"Once upon a time, in a country way, way down under, the government dismantled its system of agricultural subsidies and supports. Initially, cries of outrage and disbelief were heard from farmers all across the land.This is a timely article in view of Bread for the World's 2007 Offering of Letters.
For more than 20 years, farm assistance had steadily increased, peaking at 33 percent of total farm output (about double the level of assistance in the U.S. today). Then, with one swift and decisive decree, all subsidies were eliminated.
The transition period, which lasted about 6 years, was not easy, but it was less painful than expected. The government predicted a 10 percent failure rate, but only 1 percent of farms went of business. Government assistance during the transition period was limited to one-off 'exit grants' for those leaving their farms, financial advice, and the same social welfare income support afforded to all citizens."

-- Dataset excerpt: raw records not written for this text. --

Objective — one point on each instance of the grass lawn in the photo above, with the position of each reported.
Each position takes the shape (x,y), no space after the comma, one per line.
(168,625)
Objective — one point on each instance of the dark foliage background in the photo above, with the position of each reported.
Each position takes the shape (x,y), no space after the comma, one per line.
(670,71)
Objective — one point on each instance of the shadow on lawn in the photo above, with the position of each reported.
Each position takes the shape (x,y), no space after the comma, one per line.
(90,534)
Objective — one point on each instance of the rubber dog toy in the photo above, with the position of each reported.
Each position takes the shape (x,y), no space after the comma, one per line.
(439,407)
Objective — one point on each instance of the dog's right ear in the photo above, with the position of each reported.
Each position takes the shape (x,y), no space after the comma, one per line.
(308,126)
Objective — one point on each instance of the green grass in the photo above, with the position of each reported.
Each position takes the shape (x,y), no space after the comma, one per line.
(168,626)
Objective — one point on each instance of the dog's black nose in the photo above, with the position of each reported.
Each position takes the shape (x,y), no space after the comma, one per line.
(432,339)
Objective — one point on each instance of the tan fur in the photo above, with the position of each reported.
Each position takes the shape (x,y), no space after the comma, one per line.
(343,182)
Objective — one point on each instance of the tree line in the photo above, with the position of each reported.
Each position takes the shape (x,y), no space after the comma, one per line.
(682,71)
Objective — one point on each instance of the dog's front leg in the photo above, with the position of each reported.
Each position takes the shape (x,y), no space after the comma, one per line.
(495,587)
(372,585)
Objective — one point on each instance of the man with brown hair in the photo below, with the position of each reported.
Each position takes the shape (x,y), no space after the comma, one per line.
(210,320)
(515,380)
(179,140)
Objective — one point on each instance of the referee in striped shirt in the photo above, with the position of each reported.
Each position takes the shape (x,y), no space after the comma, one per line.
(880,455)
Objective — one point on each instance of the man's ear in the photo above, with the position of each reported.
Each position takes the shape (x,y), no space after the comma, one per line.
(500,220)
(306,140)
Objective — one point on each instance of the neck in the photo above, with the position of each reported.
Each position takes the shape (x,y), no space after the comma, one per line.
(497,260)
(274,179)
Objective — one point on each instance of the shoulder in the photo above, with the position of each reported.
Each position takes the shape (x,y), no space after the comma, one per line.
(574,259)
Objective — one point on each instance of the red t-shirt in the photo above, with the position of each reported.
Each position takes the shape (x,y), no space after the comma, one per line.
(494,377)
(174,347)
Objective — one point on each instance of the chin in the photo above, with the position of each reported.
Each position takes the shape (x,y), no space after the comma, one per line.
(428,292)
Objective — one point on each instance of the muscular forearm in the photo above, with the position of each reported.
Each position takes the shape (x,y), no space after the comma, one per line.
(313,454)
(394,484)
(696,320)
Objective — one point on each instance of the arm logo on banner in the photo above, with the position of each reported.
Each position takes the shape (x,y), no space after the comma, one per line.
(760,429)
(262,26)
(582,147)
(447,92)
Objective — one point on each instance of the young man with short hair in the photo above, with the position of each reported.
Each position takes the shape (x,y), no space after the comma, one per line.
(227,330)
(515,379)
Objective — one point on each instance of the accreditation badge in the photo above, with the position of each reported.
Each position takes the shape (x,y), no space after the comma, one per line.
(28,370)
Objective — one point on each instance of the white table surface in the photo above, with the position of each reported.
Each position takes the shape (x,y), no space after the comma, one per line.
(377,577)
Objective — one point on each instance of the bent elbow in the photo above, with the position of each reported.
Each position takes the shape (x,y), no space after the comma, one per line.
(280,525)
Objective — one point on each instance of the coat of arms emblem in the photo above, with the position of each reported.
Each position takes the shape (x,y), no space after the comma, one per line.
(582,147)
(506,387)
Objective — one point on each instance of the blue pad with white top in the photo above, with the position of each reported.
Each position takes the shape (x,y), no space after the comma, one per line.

According to Bread for the World, two-thirds of American farmers get no subsidies at all, in contrast with the top 10% of US farmers who receive 60% of the subsidies. This bit of information by itself should raise questions in people's minds. Why is a program that was designed to help the small farmer failing to reach the lower two-thirds of American farmers?
Add to that the subsidized US food commodities that are exported to developing nations, providing food at lower cost that indigenous farmers can grow it. It may have been a good thought, but our system of farm subsidies not only favors the larger farming operations to the exclusion of small family farms, but has the effect, albeit unintended, of making it difficult for small farms in developing countries to operate.
This is something that calls for Christians to reflect, pray, and if they are moved to do so, to let their elected officials know that this is important. It may, perhaps, be even more more important and far-reaching than any other issue facing the United States.